Des mesures qualifiées d’inacceptables
Le président du Cabildo d’El Hierro, Alpidio Armas, a qualifié les mesures adoptées par Aena à l’aéroport d’El Hierro d’inacceptables. Il assure que l’institution insulaire fera tout son possible pour que la situation générée par le manque de personnel dans la tour de contrôle de l’aéroport herreño soit résolue de manière immédiate et directe. « Nous sommes dans un processus d’extension des services et des horaires, d’amélioration des fréquences et de rendement opérationnel de l’aéroport, pour que, soudainement, viennent ces restrictions. Nous ne sommes pas d’accord », a ajouté Armas.
Un horaire réduit qui paralyse l’activité
L’aéroport de Los Cangrejos à El Hierro opère depuis le 21 décembre avec un horaire réduit qui limite son activité à la plage entre 8h30 et 18h00. Cette mesure élimine toute possibilité d’étendre l’horaire opérationnel en cas de retards, d’incidents ou de contretemps à Tenerife, selon le président herreño. Dans ce sens, Armas a assuré que depuis l’entrée en vigueur de ces restrictions ce dimanche, le premier vol en provenance de Tenerife a dû attendre une demi-heure jusqu’au début de l’activité. « Cela n’a pas de sens que l’avion qui décolle de Tenerife tourne en rond pendant une demi-heure en sachant qu’il ne pourra pas atterrir. Il faut résoudre ce problème, c’est un service inapproprié qu’il faut régler ».
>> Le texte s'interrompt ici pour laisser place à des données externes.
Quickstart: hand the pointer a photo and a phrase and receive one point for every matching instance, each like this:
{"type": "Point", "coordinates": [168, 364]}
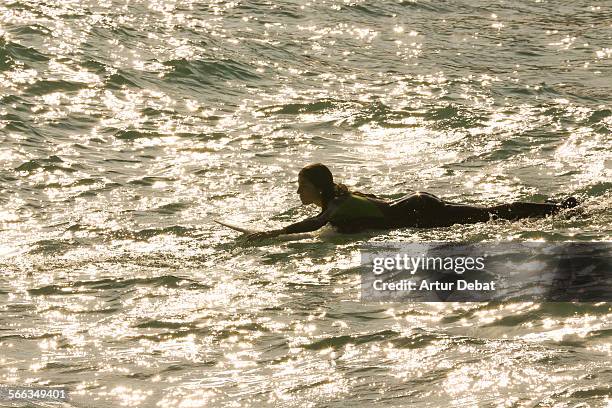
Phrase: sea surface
{"type": "Point", "coordinates": [127, 127]}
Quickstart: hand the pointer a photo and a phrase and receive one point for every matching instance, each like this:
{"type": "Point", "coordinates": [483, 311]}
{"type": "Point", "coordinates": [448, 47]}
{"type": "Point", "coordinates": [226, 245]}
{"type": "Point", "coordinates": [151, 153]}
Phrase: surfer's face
{"type": "Point", "coordinates": [308, 192]}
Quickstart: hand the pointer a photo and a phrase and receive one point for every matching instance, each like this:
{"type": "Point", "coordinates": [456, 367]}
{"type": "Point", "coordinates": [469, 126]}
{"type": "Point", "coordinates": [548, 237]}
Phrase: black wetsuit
{"type": "Point", "coordinates": [356, 212]}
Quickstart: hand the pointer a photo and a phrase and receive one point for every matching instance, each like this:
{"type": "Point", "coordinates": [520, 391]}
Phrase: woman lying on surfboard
{"type": "Point", "coordinates": [353, 211]}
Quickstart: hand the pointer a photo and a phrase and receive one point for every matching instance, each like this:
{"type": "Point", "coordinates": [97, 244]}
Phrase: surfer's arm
{"type": "Point", "coordinates": [307, 225]}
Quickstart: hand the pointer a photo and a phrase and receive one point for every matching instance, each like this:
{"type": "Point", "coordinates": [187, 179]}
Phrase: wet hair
{"type": "Point", "coordinates": [320, 176]}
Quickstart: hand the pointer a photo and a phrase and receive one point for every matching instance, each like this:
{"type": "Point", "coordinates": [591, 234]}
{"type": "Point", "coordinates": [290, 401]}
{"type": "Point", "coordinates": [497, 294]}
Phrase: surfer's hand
{"type": "Point", "coordinates": [262, 235]}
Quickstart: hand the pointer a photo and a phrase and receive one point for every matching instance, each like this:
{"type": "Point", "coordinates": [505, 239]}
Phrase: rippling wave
{"type": "Point", "coordinates": [127, 128]}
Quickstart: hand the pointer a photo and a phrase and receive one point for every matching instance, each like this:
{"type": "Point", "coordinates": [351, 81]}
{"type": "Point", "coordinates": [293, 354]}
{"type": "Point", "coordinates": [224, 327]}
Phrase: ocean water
{"type": "Point", "coordinates": [127, 127]}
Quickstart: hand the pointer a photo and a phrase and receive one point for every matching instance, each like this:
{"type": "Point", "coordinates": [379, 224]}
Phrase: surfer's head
{"type": "Point", "coordinates": [316, 185]}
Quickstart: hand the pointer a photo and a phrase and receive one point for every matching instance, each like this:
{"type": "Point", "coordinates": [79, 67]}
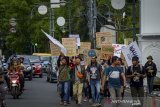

La mobilisation pour un front commun
Armas a informé qu’il travaillait à mettre en commun la vision du Cabildo avec le reste des responsables politiques et institutionnels de l’île pour former un front commun. L’objectif est d’obliger Aena et Saerco à reprendre, au moins immédiatement, la situation dans laquelle ils se trouvaient jusqu’à présent. « C’est-à-dire, que le premier vol arrive à 8h15 ».
Une mesure présentée comme temporaire mais critiquée
Bien qu’Aena ait communiqué que cette mesure est circonstancielle et qu’elle s’appliquera jusqu’au 12 janvier, le Cabildo veut un aéroport avec une meilleure disponibilité et de meilleurs services, qui réponde aux demandes des habitants d’El Hierro et de leurs visiteurs. « Pas qu’il régresse », a souligné Armas.